Au ministère de la fonction publique comme dans les autres départements ministériels, il est procédé à une évaluation de la gestion précédente et à l’annonce des principales orientations qui seront retenues. Cette évaluation, qui s’ouvre dès le 3 septembre 1981 et permet de déterminer les axes d’une concertation avec les organisations syndicales, porte sur cinq domaines essentiels :
-les conditions et la durée du travail et la situation de l’emploi public, la situation des personnels non titulaires ;
-la politique des rémunérations, l’exercice des droits syndicaux, du droit de grève, des libertés, le rôle et le fonctionnement des organismes paritaires ;
-les droits sociaux, l’hygiène et la sécurité du travail ;
-le fonctionnement de l’administration, son adaptation aux techniques nouvelles, ses rapports avec les administrés
Des mesures économiques, politiques, sociales immédiates
Le 1er juin 1981, intervient la première dévaluation du franc. Le gouvernement prend immédiatement des mesures qui tendent à marquer le changement par rapport à la période précédente. Il s’engage dans une politique de nationalisations qui sera concrétisée, après de longs débats au Parlement et deux recours au Conseil constitutionnel, par la loi n° 82-155 du 11 février 1982 qui prévoit de fortes indemnisations des actionnaires. Ces nationalisations s’appliqueront à cinq grands groupes industriels (Compagnie générale d’électricité, Compagnie de St Gobain, Péchiney-Ugine-Kühlman, Rhône-Poulenc, Thomson-Brandt) à deux compagnies financières (Compagnie financière de Paris et des Pays-Bas, Compagnie financière de Suez) à trente - six banques d’affaires. La loi crée un Haut Conseil du secteur public. La planification donne lieu à l’adoption d’un plan intérimaire pour 1982-1983 inscrit dans la loi n° 82-6 du 7 janvier 1982, et le IXe Plan fera l’objet de la loi n° 83-645 du 13 juillet 1983 pour la période 1984-1988. Avec le processus de la décentralisation qui s’ouvre dès la mi-juillet, sont ainsi fixées les grandes orientations de la politique du nouveau gouvernement. Un premier emprunt est lancé, suivi de plusieurs autres dans les années suivantes, le contrôle des changes est renforcé. Par ailleurs, il est procédé à une régularisation importante d’immigrés clandestins, et à la préparation de grands débats qui aboutissent rapidement, notamment l’amnistie par la loi n° 81-736 du 4 août 1981, l’abolition de la peine de mort par la loi n° 81-908 du 9 octobre 1981 et d’autres réformes.
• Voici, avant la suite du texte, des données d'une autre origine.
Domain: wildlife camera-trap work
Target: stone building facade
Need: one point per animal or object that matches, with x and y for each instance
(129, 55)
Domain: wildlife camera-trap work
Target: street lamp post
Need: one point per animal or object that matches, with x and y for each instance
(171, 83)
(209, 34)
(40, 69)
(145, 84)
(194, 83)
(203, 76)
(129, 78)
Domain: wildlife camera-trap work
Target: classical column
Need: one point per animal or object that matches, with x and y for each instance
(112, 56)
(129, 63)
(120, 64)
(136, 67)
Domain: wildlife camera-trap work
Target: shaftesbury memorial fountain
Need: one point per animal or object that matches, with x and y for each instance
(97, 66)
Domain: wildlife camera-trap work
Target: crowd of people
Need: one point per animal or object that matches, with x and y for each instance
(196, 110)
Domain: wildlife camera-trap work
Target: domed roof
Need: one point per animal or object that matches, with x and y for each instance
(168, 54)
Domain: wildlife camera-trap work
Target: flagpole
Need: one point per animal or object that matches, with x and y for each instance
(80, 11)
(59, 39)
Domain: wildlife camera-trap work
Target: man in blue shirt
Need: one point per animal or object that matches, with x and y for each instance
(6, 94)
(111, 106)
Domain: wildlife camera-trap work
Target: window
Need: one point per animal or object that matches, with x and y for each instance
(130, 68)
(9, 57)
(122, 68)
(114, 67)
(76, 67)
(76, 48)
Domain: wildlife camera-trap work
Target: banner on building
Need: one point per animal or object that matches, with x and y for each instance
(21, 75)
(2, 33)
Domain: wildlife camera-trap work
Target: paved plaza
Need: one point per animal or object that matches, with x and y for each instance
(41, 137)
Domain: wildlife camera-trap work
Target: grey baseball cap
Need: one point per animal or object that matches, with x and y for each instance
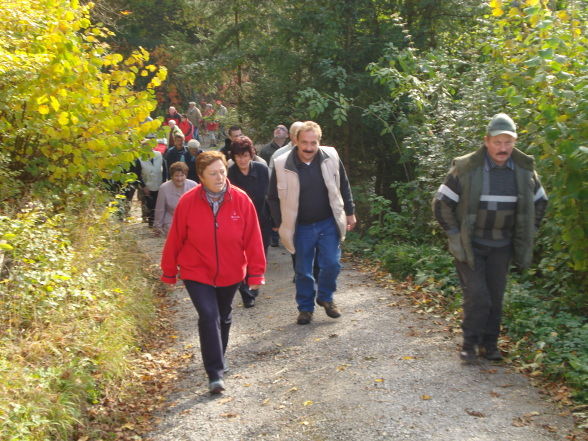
(500, 124)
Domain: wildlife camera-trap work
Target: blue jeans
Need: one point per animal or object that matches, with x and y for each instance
(324, 237)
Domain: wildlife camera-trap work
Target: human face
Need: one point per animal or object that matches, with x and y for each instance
(214, 177)
(243, 160)
(307, 143)
(280, 133)
(178, 178)
(235, 135)
(499, 147)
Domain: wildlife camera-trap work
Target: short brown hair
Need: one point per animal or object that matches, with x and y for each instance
(241, 146)
(178, 166)
(204, 159)
(310, 126)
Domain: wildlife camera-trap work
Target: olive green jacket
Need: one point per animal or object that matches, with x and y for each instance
(469, 171)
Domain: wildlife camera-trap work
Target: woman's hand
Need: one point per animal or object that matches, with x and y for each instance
(351, 221)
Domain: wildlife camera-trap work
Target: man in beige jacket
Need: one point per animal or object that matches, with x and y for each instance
(310, 200)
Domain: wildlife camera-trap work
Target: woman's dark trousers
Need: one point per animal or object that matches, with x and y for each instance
(214, 323)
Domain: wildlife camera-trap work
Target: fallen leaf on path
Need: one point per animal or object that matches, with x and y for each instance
(549, 428)
(229, 415)
(524, 420)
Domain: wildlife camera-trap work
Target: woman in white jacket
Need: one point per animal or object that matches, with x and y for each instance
(168, 196)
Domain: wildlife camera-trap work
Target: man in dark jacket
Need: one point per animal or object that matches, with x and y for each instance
(490, 206)
(280, 137)
(179, 152)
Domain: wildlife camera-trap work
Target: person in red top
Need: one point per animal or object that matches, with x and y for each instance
(215, 242)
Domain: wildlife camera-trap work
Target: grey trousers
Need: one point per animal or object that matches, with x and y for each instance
(483, 292)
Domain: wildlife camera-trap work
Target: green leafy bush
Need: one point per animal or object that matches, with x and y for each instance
(74, 303)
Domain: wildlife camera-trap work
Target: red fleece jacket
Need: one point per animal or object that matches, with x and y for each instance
(217, 251)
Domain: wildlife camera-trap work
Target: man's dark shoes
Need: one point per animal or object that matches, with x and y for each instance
(304, 317)
(491, 353)
(330, 308)
(468, 354)
(215, 387)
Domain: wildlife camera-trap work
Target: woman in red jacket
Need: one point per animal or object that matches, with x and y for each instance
(215, 242)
La loi d’amnistie comporte des dispositions concernant la fonction publique : sont amnistiées les sanctions autres que celles qui constituent un manquement à l’honneur, à la probité et aux bonnes mœurs. Cette loi, contrairement aux précédentes, prévoit la possibilité de réintégration et de reconstitution de carrière. Une mission instituée auprès du ministre de la fonction publique examine une centaine de cas de fonctionnaires ayant subi des sanctions du fait de leur activité politique ou syndicale. Parmi les fonctionnaires réintégrés, figurent Georges Frischmann et René Duhamel, syndicalistes des PTT.
Les séquelles de la guerre d’Algérie font par la suite l’objet de la loi n° 82-1021 du 3 décembre 1982 qui provoque quelques remous au sein du parti socialiste en raison de son application aux généraux putschistes.
Un impôt sur les grandes fortunes (ISF) est institué sur les patrimoines dépassant 3 millions de francs. Au début de 1982, sont adoptées les ordonnances instaurant une cinquième semaine de congés, réduisant la durée du travail hebdomadaire à 39 heures, abaissant l’âge de la retraite à 60 ans.